おとうさんの五千円札

おざわしろ

第1話

マキは小学校三年生の女の子。彼女は自分の父のことが嫌いだった。



父は家に帰ると毎日のようにお母さんと喧嘩をしていた。その内容はまだ幼いマキには完全に理解することはできなかったが、普段は穏やかなお母さんを父が悩ませているということは分かっていた。


父は、マキが小学校のテストで満点を取った時も、絵画コンテストで賞を取った時も、二年生のときに皆勤賞を取った時も、調子に乗るなと釘をさす。

そのくせマキがいつもより少し長い時間テレビを見たり、マキが学校に忘れ物をしてきたりしただけで、必要以上にマキを叱った。


そんなうちに、マキは父のことを嫌いになっていった。
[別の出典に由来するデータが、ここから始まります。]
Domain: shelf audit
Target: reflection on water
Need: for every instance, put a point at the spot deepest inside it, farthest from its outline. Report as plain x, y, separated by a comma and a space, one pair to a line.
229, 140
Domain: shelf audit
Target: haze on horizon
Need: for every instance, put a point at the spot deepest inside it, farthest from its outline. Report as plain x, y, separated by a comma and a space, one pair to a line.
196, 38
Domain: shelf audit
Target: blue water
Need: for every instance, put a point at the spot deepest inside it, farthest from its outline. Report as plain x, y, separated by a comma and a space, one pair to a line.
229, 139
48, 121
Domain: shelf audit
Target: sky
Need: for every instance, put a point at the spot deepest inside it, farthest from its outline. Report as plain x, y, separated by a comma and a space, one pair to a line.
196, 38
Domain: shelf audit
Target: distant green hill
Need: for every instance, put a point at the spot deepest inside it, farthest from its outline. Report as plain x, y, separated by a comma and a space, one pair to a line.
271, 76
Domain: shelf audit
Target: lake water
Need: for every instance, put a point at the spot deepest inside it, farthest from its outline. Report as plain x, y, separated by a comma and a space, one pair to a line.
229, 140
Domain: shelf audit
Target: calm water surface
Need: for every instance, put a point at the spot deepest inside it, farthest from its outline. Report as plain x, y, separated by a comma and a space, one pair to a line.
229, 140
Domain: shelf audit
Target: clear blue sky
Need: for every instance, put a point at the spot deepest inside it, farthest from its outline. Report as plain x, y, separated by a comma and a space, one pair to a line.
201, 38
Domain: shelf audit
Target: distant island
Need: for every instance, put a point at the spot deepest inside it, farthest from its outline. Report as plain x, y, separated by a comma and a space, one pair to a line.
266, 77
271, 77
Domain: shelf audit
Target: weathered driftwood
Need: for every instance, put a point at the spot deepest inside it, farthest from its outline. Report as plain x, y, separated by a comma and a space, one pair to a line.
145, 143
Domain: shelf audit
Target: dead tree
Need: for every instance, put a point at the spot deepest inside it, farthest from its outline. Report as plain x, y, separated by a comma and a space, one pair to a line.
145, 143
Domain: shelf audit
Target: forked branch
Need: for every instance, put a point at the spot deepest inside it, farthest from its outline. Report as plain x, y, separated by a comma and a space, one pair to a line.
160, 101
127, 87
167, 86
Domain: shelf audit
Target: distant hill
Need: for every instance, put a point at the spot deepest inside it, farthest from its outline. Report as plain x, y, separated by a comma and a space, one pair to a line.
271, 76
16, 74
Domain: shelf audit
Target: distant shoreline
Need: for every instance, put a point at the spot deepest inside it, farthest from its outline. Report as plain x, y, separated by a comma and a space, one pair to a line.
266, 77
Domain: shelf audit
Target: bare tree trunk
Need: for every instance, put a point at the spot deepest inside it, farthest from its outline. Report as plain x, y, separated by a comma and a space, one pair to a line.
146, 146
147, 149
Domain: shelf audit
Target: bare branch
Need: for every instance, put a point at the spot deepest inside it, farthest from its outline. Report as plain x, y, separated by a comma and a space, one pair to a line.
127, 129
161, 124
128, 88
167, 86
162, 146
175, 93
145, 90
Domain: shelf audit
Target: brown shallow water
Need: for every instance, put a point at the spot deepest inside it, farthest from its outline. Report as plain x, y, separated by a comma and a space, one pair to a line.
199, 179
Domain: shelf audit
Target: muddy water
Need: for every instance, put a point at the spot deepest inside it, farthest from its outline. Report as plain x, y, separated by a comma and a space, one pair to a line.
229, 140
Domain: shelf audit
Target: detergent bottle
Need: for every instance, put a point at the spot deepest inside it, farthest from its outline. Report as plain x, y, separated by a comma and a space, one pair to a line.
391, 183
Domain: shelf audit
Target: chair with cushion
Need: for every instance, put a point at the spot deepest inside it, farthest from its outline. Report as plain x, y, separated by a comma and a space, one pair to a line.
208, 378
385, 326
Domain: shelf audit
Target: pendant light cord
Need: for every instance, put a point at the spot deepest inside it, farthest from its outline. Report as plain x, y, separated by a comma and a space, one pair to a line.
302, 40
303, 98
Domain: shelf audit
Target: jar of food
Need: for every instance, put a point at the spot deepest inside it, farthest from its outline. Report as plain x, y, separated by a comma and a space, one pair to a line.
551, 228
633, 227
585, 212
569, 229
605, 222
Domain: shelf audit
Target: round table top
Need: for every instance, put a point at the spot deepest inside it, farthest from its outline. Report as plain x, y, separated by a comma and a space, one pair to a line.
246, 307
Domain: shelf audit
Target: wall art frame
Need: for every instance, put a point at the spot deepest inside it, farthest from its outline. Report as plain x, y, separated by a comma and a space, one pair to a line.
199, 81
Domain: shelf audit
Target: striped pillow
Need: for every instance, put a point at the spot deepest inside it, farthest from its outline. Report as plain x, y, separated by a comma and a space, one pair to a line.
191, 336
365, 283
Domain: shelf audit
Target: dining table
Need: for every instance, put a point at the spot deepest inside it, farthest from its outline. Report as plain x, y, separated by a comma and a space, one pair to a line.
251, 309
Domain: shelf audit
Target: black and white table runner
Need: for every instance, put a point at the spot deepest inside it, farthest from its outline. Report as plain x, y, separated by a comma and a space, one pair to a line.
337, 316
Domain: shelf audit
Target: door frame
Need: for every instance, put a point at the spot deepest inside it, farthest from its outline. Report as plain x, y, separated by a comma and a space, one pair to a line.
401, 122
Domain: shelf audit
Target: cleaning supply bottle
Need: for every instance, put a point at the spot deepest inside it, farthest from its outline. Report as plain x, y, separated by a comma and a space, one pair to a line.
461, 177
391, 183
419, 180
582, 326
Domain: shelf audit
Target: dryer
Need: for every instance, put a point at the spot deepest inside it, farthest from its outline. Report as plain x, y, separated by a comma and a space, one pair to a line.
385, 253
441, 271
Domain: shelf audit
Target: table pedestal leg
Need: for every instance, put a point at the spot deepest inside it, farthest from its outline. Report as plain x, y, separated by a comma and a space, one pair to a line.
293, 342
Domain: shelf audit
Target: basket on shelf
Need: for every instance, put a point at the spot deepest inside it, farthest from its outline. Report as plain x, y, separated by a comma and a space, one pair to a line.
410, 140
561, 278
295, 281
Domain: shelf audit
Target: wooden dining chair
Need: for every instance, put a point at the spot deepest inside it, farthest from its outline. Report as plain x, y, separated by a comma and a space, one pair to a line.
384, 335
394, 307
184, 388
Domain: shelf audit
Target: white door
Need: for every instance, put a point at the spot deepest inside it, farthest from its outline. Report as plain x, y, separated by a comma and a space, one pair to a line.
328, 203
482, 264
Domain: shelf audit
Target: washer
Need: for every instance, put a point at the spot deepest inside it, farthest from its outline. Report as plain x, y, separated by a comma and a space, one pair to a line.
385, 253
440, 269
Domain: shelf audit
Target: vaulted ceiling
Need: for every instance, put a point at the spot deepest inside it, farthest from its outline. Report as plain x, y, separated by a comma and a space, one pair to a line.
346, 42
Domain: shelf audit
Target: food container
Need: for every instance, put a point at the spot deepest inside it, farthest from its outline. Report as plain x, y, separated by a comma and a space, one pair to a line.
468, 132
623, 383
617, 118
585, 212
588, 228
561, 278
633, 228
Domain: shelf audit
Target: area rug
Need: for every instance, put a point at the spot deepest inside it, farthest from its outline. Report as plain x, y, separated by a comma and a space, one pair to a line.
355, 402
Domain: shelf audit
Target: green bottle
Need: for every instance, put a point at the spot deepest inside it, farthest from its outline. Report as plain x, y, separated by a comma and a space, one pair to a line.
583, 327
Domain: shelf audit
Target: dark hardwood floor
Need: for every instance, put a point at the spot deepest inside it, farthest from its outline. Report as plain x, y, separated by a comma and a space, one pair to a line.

いや、どうやって接すればいいのかわからなくなっていたのかもしれない。

いつのまにか父と目を合わせることもいやになり、ついには父との会話もあいさつ程度の最低限の会話だけになってしまっていた。


マキの中で「お父さん」という存在はいなくて、お父さんであるはずの人は「父」という形式的な肩書きを持ったただの他人のような存在だったのだ。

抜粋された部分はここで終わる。